ここに通い続けて、4日目になる。
民主主義の根幹を問う青年が、ハンガーストライキを続けている沖縄県の宜野湾市役所前だ。
昨年、条例制定に必要な9万を超える署名を集めた「『辺野古』県民投票の会」の代表を務める元山仁士郎さん(27)が、2019年1月15日から、ハンガーストを始めている。
「身体を張るしかない」
昨年10月、元山さんらの集めた署名にもとづく県民投票条例が沖縄県議会で可決され、その後、2月14に告示、2月24日の投票が決まった。
だが、県内でも人口の多い沖縄市やうるま市、宜野湾市、それに宮古島市や石垣市の5つの市議会が投票にかかる予算を否決し、相次いで不参加を表明した。
地元出身の元山さんは不参加を表明した何人かの市長とも面会して翻意を促したが、いずれも受け入れてはくれなかった。投票の延期や、選択肢を「賛成」「反対」の二択から
「やむを得ない」「どちらとも言えない」を加えることを要求する首長もいるが、玉城デニー知事は、二択のまま予定通りの県民投票を決断した。
とすると、投票事務の準備を考えれば今週が山場となる。
「身体を張るしかない」
元山さんは、覚悟を決めた。
いま、若者の間で基地問題について声をあげることははばかれる。生まれたときから基地があり、基地と共存している若者やその家族も少なくない。基地反対の声をあげれば、傷つく人がたくさんいる。声をあげないで生活することが、対立を避ける処世術であることが、大人の社会を見て育った彼らには染み付いている。葛藤の中で彼らは生きている。沖縄で基地を語ることは苦しいことなのだ。
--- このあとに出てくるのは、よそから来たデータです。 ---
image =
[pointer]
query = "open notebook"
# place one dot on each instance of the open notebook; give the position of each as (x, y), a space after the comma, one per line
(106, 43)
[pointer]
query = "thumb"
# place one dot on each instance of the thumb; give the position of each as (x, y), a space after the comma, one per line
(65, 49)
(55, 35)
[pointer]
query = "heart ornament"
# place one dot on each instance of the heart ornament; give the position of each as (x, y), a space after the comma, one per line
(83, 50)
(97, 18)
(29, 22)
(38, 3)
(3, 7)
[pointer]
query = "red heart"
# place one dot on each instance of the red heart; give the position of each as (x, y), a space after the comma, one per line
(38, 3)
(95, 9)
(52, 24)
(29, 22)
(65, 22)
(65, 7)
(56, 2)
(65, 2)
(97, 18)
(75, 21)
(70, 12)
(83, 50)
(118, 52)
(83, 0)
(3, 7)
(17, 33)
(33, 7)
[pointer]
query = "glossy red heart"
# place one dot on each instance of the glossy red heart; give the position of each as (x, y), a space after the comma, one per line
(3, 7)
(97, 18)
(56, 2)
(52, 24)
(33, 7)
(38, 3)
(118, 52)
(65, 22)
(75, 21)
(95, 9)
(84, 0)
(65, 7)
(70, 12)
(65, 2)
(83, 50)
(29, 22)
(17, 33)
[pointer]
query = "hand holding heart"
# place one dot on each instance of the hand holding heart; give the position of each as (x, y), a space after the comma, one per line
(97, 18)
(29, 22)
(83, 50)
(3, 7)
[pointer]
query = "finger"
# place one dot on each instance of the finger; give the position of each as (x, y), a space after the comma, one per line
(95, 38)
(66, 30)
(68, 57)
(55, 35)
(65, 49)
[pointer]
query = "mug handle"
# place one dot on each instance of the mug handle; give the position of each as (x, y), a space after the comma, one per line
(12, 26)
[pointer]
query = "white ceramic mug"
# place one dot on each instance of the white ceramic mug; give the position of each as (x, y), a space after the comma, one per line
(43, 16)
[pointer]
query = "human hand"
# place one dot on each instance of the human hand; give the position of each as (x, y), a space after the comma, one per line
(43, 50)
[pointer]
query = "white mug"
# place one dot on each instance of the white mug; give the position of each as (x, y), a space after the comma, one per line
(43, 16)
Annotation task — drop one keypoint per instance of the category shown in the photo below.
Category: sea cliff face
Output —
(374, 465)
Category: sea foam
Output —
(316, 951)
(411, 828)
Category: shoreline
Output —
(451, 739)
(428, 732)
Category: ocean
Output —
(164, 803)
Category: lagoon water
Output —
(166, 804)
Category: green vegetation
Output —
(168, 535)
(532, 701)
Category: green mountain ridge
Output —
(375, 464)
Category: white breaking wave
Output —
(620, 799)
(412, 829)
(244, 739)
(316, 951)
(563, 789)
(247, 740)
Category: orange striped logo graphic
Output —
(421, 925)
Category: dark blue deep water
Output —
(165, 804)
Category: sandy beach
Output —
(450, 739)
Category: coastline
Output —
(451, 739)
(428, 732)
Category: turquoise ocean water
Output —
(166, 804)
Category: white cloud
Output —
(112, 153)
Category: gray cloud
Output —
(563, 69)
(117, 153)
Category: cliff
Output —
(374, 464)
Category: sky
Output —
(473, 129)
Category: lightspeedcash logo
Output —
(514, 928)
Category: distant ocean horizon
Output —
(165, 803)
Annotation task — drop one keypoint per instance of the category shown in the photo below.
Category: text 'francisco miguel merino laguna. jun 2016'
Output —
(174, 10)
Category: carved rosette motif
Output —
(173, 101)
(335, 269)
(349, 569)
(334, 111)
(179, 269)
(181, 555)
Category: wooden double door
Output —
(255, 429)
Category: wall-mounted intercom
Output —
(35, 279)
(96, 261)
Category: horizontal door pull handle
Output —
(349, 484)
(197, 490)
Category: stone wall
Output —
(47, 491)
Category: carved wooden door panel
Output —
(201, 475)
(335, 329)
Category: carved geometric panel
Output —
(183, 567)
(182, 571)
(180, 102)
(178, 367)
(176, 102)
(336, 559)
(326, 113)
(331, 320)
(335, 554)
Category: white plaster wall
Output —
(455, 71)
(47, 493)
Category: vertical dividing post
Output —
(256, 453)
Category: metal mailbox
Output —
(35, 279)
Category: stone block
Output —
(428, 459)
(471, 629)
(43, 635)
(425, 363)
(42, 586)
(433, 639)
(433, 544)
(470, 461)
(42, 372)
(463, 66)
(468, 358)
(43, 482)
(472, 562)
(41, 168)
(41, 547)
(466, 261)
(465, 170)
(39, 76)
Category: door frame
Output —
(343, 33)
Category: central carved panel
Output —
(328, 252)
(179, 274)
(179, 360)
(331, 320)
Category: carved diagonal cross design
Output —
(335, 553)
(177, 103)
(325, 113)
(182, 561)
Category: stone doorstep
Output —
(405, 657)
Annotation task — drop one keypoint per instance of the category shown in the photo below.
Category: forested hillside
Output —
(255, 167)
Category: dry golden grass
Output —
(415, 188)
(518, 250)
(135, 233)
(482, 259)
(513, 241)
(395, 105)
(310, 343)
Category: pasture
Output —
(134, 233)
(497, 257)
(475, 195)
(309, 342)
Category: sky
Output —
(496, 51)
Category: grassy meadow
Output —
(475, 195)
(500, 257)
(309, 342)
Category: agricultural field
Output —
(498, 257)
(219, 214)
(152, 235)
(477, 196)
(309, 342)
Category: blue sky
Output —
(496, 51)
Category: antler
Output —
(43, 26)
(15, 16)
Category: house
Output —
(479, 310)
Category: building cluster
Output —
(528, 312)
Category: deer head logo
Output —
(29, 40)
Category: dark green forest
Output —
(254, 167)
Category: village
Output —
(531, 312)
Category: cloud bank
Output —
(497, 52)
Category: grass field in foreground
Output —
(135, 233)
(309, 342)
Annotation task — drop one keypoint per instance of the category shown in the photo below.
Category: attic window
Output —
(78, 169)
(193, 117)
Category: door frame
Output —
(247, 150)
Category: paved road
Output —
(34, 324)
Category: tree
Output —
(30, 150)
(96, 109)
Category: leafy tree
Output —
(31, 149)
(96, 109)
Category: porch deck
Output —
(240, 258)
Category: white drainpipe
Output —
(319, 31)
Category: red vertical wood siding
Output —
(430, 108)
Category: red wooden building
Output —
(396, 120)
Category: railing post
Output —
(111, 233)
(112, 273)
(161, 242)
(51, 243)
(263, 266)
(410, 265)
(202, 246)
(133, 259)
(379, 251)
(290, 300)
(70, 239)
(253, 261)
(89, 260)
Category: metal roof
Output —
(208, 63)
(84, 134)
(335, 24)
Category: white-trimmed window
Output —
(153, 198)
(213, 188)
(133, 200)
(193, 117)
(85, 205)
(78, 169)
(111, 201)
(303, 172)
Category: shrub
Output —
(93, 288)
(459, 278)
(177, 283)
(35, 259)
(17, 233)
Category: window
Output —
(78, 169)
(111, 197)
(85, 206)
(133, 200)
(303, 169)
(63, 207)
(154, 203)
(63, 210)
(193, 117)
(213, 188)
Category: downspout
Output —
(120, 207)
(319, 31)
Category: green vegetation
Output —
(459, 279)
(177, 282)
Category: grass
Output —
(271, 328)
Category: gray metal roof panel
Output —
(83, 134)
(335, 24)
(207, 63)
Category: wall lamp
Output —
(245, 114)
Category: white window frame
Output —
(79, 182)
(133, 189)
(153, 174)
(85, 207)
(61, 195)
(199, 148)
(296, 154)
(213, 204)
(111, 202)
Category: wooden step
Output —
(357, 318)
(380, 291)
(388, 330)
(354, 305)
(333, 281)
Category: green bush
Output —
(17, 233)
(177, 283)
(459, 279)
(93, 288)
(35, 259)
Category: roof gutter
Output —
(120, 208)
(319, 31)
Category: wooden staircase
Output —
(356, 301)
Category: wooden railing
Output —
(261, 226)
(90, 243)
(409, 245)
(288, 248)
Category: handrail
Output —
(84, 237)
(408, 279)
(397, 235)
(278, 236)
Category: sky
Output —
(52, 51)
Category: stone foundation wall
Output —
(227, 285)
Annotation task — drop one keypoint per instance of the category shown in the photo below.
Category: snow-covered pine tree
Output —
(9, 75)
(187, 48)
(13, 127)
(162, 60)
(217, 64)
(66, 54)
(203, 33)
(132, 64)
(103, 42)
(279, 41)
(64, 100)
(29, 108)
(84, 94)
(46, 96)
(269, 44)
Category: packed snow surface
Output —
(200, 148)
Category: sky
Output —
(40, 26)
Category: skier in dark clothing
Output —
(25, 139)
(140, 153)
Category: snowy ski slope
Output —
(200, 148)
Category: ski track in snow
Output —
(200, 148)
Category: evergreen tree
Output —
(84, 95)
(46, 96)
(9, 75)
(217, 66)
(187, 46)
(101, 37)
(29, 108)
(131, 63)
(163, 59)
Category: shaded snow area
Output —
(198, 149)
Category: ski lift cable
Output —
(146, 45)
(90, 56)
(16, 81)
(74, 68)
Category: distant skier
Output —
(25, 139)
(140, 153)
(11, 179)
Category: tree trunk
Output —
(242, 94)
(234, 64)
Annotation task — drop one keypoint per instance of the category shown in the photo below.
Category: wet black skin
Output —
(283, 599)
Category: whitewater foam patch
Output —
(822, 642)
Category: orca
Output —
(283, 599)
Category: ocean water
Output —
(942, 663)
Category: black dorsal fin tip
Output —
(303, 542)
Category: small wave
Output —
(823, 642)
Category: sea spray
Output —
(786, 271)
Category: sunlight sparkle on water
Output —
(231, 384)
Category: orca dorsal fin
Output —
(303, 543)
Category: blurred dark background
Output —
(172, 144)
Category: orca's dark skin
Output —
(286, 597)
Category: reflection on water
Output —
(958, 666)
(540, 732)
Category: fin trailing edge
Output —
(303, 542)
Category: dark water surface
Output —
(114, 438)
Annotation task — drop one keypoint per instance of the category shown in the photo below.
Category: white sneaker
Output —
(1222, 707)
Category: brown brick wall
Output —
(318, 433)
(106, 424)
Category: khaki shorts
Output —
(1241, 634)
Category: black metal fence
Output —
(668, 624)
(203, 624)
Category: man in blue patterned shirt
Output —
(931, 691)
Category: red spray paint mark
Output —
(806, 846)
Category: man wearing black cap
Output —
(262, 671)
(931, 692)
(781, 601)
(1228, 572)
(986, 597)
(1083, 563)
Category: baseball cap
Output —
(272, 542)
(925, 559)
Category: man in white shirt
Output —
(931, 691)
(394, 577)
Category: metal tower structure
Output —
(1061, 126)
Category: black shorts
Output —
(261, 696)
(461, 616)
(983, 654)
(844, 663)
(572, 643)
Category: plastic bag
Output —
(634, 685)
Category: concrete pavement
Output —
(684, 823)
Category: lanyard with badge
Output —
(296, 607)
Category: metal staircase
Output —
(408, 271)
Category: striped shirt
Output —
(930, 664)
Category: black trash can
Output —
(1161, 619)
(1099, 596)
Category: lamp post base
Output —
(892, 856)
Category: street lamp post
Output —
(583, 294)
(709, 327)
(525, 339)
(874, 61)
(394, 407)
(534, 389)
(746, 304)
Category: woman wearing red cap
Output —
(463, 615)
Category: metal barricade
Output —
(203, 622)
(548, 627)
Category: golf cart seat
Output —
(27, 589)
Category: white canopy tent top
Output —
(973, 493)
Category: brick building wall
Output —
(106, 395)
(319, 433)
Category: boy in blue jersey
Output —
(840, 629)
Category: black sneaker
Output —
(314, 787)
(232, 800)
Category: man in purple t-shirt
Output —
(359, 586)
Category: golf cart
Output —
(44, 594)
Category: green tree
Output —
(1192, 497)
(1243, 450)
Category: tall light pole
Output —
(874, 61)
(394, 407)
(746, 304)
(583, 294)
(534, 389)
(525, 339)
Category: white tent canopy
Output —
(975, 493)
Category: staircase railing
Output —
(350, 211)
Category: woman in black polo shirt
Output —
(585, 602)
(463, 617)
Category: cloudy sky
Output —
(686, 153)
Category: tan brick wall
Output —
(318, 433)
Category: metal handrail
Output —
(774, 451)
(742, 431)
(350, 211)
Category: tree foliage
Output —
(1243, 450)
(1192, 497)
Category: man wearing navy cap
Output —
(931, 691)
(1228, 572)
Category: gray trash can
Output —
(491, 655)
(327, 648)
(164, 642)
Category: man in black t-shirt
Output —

でも、これ以上の基地の負担を押し付けられることに、違和感を覚える。
「自分たちのことは自分たちで決めたい。私たちの民意はどこにあるのかをはっきりさせる最後のチャンスだ」
葛藤の殻を破ろうと立ち上がったのが元山さんら若者たちだ。県民投票を呼び掛けて街頭で署名集めを始めた。各市町村に出向き、全市町村で条例に必要な50分の1を超える署名を集めた。